Present people, not diseases

Instead of focusing on all the past medical problems a patient has, you should focus on who they are first.

As a hospitalist at an academic center, every morning I listen to my residents present their new admissions. After the age and sex of the patient, more often than not, I am given a list of past medical problems before hearing the patient's chief symptom or the reason for admission. I look around to see if medical students or other residents are paying attention, and often I see in their faces that they are not. When I ask presenters why they tell me the list of past medical problems, most of them say it is because they want their audience to have a good idea of who the patient is.

Dr Darwish
Dr. Darwish

So who are these patients? Are they just a list of medical problems? My answer is simple: They are people. People with families, jobs, and hobbies. Therefore, “A 54-year-old mother of 5 children who currently works at a local grocery store presents with 2 days of diarrhea” is more interesting than “A 54-year-old female with a past history of hypertension, diabetes, hypothyroidism presents with 2 days of diarrhea.”

As a hospitalist, I believe one of my goals each day is to make sure my residents stay engaged and interested in their patients and in their colleagues' presentations. Thus, I think there are at least 3 reasons why residents should present their patients as people, not past medical problems.
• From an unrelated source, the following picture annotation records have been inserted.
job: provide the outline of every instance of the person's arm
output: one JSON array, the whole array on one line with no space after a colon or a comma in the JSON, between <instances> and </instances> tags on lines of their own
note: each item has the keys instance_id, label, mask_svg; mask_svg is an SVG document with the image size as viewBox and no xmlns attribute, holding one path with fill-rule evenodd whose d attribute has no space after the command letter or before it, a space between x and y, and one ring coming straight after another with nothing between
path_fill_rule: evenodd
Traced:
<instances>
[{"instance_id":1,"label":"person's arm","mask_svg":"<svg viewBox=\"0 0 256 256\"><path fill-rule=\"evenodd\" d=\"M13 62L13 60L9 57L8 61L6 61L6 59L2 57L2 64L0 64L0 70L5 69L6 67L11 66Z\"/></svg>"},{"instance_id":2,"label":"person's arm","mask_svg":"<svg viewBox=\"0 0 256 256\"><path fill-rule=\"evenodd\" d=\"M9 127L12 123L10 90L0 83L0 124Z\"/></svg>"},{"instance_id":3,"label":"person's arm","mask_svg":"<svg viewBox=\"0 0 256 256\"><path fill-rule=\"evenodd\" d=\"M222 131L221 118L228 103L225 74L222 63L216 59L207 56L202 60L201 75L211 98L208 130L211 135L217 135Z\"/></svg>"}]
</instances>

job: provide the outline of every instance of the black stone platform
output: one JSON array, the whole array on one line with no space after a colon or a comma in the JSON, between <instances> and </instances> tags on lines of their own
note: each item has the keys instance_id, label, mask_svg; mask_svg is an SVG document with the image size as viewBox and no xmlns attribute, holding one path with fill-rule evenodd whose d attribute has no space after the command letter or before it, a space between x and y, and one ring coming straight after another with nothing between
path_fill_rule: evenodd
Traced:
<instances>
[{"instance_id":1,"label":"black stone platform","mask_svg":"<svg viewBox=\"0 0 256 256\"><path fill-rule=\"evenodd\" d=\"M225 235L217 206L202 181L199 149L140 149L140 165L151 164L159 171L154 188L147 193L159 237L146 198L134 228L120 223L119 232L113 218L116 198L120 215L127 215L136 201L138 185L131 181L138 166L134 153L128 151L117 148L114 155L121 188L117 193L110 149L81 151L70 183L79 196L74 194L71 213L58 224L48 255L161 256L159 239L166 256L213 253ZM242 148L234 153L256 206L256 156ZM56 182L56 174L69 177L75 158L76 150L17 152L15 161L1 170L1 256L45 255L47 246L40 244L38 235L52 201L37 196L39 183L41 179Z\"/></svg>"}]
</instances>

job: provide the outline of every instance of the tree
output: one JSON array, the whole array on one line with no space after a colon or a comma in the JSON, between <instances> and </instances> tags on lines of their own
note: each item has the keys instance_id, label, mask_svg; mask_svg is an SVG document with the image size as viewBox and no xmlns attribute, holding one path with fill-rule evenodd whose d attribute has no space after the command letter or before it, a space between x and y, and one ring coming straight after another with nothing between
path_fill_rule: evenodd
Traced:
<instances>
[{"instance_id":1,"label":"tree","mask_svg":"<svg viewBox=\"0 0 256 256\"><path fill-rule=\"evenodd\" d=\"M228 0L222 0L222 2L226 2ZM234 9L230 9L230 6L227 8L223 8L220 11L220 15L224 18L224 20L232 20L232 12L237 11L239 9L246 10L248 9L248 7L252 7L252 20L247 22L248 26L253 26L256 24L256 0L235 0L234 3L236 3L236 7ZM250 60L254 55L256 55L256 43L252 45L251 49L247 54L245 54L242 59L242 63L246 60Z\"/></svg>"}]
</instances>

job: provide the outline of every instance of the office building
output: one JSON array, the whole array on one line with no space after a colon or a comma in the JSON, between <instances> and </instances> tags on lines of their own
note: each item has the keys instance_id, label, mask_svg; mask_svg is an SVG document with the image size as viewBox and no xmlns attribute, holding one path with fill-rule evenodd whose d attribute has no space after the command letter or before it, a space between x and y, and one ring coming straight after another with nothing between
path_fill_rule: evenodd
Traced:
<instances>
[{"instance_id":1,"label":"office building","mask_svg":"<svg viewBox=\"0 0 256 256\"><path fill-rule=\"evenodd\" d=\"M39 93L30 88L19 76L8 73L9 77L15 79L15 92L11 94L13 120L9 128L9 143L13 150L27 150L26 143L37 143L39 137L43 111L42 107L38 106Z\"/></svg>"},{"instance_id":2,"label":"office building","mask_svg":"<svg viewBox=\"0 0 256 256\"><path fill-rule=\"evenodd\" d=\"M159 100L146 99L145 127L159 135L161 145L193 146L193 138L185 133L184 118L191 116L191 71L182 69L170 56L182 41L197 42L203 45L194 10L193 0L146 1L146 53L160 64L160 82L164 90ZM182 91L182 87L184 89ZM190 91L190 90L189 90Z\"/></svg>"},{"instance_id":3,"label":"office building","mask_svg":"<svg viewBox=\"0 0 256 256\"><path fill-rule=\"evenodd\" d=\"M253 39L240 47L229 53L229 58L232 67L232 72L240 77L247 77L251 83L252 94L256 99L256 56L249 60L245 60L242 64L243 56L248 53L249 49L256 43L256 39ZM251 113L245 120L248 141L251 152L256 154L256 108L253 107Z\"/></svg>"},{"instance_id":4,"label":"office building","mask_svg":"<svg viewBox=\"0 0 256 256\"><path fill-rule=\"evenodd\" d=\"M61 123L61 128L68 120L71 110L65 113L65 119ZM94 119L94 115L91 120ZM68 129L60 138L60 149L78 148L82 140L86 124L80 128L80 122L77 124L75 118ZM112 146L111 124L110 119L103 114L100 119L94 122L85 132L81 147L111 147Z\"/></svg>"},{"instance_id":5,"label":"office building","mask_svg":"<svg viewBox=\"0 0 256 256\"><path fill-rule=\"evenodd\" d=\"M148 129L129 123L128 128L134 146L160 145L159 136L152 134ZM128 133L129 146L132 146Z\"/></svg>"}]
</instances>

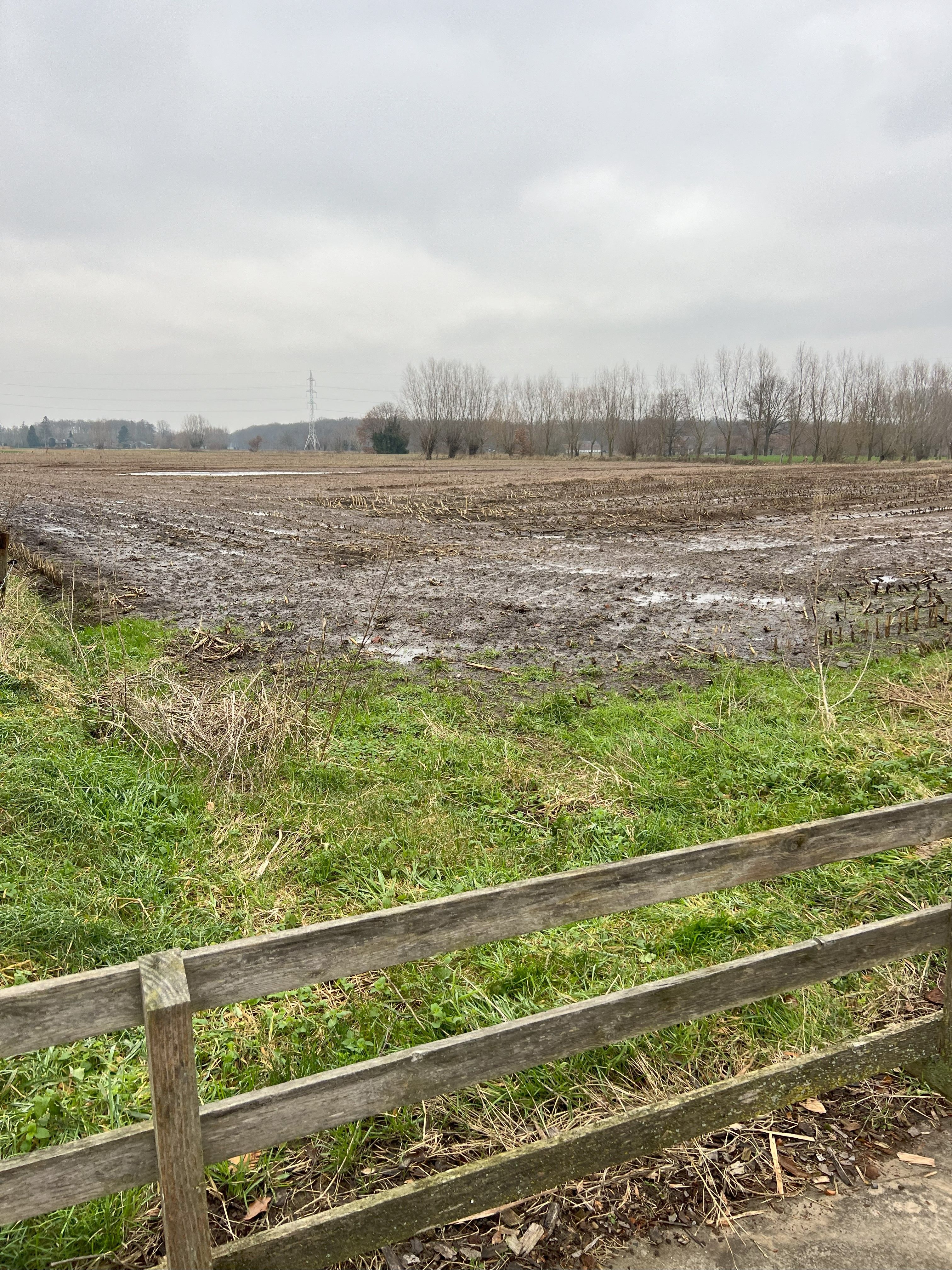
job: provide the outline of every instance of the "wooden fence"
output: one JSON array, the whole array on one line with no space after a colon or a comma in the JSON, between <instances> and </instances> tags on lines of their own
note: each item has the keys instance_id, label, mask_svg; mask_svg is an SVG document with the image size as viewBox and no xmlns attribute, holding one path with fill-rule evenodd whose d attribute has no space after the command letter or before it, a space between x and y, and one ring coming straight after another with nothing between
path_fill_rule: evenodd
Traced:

Reason #1. If you set the tone in your mind and for your audience that this patient is a person and not a disease, you provide better care. For example, if a celebrity were to be admitted to your service, naturally you would do your best taking care of him. You would control his pain, communicate well, and make sure he was getting everything he needed. Because you would already know a lot about him, you would feel as if you really knew him as a person. So, why not get to know your patients and make them all famous? This does not mean you need to spend hours with them. Simple questions regarding their occupations, hobbies, and family can help you create a better connection. Furthermore, when you ask them questions that are not medical, your patients may become more comfortable with you, which tends to lead to a more accurate history. So, instead of focusing on all the past medical problems a patient has, you should focus on who they are first.

Reason #2. A good presentation keeps the listeners listening and increases the engagement of residents in the diagnosis and management process during rounds. Most often, when an intern is presenting, the other interns are not listening, thinking instead about their own presentations. How can you blame them? Every presentation sounds the same when it focuses on a list of past medical problems. I myself end up remembering my patients based on their medical problems and not based on who they are. Rounds get boring and monotonous, so what better way to engage your colleagues than to present your patients in an exciting way. I have noticed that the audience gets quite excited when the presenter says there is no medical history. So, let us all assume from the beginning that all these patients do not have a medical history.

Reason #3. Less focus on previous history helps avoid the “past medical history trap.” There are many clinical reasoning errors, but this is a common one—a resident blames a current problem on a past medical problem. For example, if a resident presents a 54-year-old woman with a history of COPD who has been short of breath for 2 days, the audience more often than not would say that this patient has a COPD exacerbation. Past medical problems can overwhelm and cloud beginning learners' assessment of patients. At the outset of a presentation, it's better to focus on the elements of the chief symptom, rather than on past medical problems.

In addition to these 3 reasons, patients are becoming more complicated and carrying many medical problems. To define them as a “complicated medical history” or by some or all of their medical problems dehumanizes them, which I believe leads to poor care and disgruntled residents. So, let us all stop treating our patients like diseases and start treating them like people.